When Reynolds Porter Chamberlain (RPC) makes a strategic move it is usually intended to send a clear message to its insurance industry peers.
The opening of an office in Bristol on the back of a raid on CMS Cameron McKenna is a bold statement, coming as it does just three years after RPC offloaded its Tiverton office to London rival Kennedys.
Camerons will be left with just three insurance partners following the exits of Bristol managing partner Jeremy Barnes, commercial disputes partner Joe Bryant, insurance fraud partner Simon Chandler and professional indemnity partner Peter Mansfield.
The four partners resigned last week (19 September), prompting Camerons to take the unusual step of announcing their departures the same day.
Discussions are ongoing between the two firms over the transfer of the team. In the meantime RPC is staying quiet about the details of its plans for the launch of an office in Bristol.
It is understood that the partners are likely to be held to a six-month notice period by Camerons, delaying any office launch, unless RPC is able to hire elsewhere.
In the meantime RPC will be hopeful that the four can secure their strong client list to bring along to their new firm.

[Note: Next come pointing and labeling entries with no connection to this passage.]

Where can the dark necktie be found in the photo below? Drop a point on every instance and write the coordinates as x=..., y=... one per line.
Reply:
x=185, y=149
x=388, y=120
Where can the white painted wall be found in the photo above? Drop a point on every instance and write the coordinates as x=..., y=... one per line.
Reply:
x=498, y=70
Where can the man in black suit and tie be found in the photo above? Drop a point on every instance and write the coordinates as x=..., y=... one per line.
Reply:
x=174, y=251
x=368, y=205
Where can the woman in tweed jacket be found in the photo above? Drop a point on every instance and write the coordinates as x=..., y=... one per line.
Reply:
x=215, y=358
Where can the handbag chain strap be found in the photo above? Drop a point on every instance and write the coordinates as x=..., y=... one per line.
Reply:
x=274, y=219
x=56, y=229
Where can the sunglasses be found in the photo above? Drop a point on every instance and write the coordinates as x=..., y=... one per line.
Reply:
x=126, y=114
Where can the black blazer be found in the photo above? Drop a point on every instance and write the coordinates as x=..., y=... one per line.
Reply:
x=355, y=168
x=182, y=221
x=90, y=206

In a statement regarding the hires, RPC managing partner Jonathan Watmough said: “We serve many of the same clients and this is a very natural fit for both sides. It means we can offer clients a top-quality out-of-town service.”
Giving an insight into the strategic thinking behind the office launch, Watmough said it would allow the firm to remain conflict-free in the banking sector while serving insurance clients from Bristol.

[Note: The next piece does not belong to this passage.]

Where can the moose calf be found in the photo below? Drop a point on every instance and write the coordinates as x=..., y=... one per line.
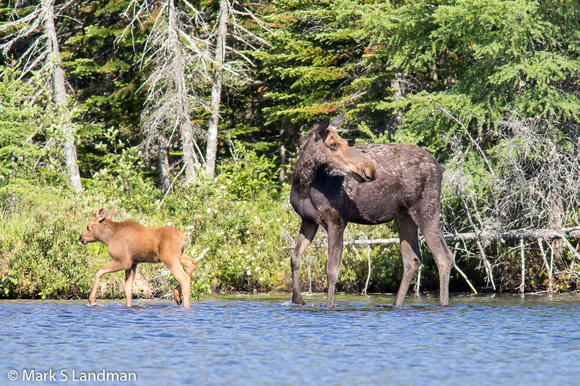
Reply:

Bristol, like Manchester, is home to a thriving insurance market and composite insurers such as Allianz, Zurich and Axa have strong bases in and around the city. The firm will want to strengthen its ties with these clients and has effectively taken out one of its competitors in order to do so – think the Clyde & Co-Barlow Lyde & Gilbert merger on a miniature scale.

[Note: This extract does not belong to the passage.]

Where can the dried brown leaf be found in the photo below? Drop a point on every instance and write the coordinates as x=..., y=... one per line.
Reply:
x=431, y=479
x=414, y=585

The move reflects the strategic repositioning of RPC in the past three years. The firm has moved away from the bulk end of insurance work and had disposed of its Tiverton base to reflect that. It is now attempting to create a market for itself at the top end of the financial services market.
Speaking to The Lawyer, Watmough said the emphasis in the past year has been on creating a profitable base to enable its all-equity partnership to invest in the firm without taking on additional debt.
The firm’s profit margin has hovered around the 33 per cent mark for the past five years, unlike at many of its competitors in the insurance market, which have seen their margins come under intense pressure.
In comparison, BLG has gone from a margin of 31 per cent at the 2008-09 year-end to 25 per cent at the close of the past financial year.
One RPC insider commented: “Until four years ago we saw BLG as our biggest competitor – we admired them and wanted to be like them. The same can’t be said now – they’re not in the same market as us. They’ve gone down-market with volume and we’re going upmarket. We want to be distinctive.”
It is this drive for distinctiveness that is a key driver for the firm’s national development. The four partner hires into Bristol are only the beginning – RPC’s hiring spree will continue for some time yet.